Now, a couple of weeks ago I noticed that some of our services seemed to have got a bit more 'spiky'. Not by much – about 20 milliseconds or so more latency, and not terribly consistent.
I didn't pay it too much attention – it wasn't enough to be visible to end users, and we often get short periods of lag like this when then network's playing up.
Then today, it suddenly stopped, and the graph went flat again. Curious, I thought. So I rang up a colleague in the network team, and asked if they'd changed anything that might have improved performance for us. They hadn't, but requested a bunch of extra information so they could do some more diagnostics.
I started gathering some more data, and only then noticed that all of our services seemed to have got 20ms faster at almost exactly the same time, 10am. Surely they must have done something to the network at westwood (where the monitor is) to have affected so many boxes at once?
Then suddenly I had one of those 'oh bugger' moments, as I recalled going into our machine room at about 9:45 that morning, and noticing that someone (probably me) had left a console logged in to the monitoring server, which was now happily spinning away a screensaver. I logged it out at, yes, exactly 10 am.

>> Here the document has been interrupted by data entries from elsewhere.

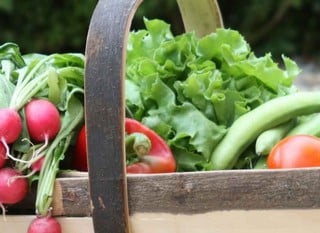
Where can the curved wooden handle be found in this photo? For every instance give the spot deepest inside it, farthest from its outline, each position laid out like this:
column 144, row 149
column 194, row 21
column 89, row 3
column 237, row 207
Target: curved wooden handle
column 104, row 109
column 104, row 105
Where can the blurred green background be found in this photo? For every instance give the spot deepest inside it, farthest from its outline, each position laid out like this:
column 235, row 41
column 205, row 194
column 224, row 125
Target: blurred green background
column 287, row 27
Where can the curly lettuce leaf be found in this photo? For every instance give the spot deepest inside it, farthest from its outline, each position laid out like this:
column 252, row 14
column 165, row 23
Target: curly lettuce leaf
column 190, row 90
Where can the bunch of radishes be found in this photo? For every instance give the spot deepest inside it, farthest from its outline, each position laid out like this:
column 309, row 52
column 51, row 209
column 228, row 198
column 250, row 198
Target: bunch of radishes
column 41, row 107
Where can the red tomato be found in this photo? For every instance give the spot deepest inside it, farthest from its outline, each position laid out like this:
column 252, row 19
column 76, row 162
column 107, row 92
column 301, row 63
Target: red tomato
column 79, row 161
column 295, row 152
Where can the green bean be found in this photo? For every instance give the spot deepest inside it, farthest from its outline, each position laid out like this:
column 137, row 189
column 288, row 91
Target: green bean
column 309, row 126
column 269, row 138
column 246, row 128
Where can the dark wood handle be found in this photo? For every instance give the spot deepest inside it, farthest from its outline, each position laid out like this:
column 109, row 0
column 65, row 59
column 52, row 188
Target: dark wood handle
column 104, row 109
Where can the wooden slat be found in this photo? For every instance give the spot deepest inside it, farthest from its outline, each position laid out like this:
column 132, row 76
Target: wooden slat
column 193, row 193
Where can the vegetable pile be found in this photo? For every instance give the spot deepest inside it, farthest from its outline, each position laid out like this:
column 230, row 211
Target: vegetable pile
column 192, row 91
column 192, row 104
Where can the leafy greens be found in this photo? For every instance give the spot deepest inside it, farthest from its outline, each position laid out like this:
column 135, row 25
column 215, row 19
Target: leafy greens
column 190, row 90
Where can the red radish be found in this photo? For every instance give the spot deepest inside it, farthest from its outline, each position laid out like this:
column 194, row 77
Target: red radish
column 10, row 128
column 2, row 155
column 43, row 120
column 46, row 224
column 10, row 125
column 11, row 190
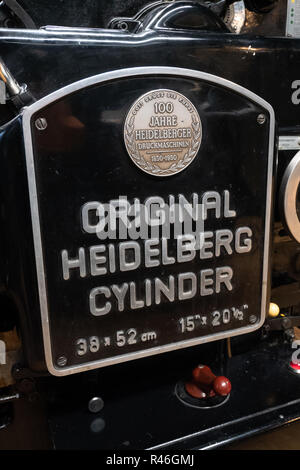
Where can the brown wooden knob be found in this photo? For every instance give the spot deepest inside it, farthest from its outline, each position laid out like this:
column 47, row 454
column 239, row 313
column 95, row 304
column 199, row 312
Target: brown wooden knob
column 206, row 384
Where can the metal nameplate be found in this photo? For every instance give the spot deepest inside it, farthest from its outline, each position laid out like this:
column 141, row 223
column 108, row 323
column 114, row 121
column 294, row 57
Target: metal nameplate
column 150, row 192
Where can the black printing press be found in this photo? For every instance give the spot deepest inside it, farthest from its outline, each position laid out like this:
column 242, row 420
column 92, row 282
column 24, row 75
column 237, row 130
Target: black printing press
column 149, row 222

So all the lag was in fact nothing whatsover to do with the network, it was in fact the monitoring server trying to task–switch between an openGL screensaver and a timed TCP connection. Ooooopie. Time for a hasty message to the network team to ask them not to look at it any further, and to apologise for wasting their time.
And the moral of this story? There isn't one really. 'Don't run screensavers on your production boxes' is a bit too obvious, isn't it? In my defence, I'd point out that the CPU load that the screensaver imposes is tiny – just a couple of percent – but it's a single–CPU box, and the cost of context–switching back and forth between X and the monitoring process is, oh, I don't know, about 20 milliseconds?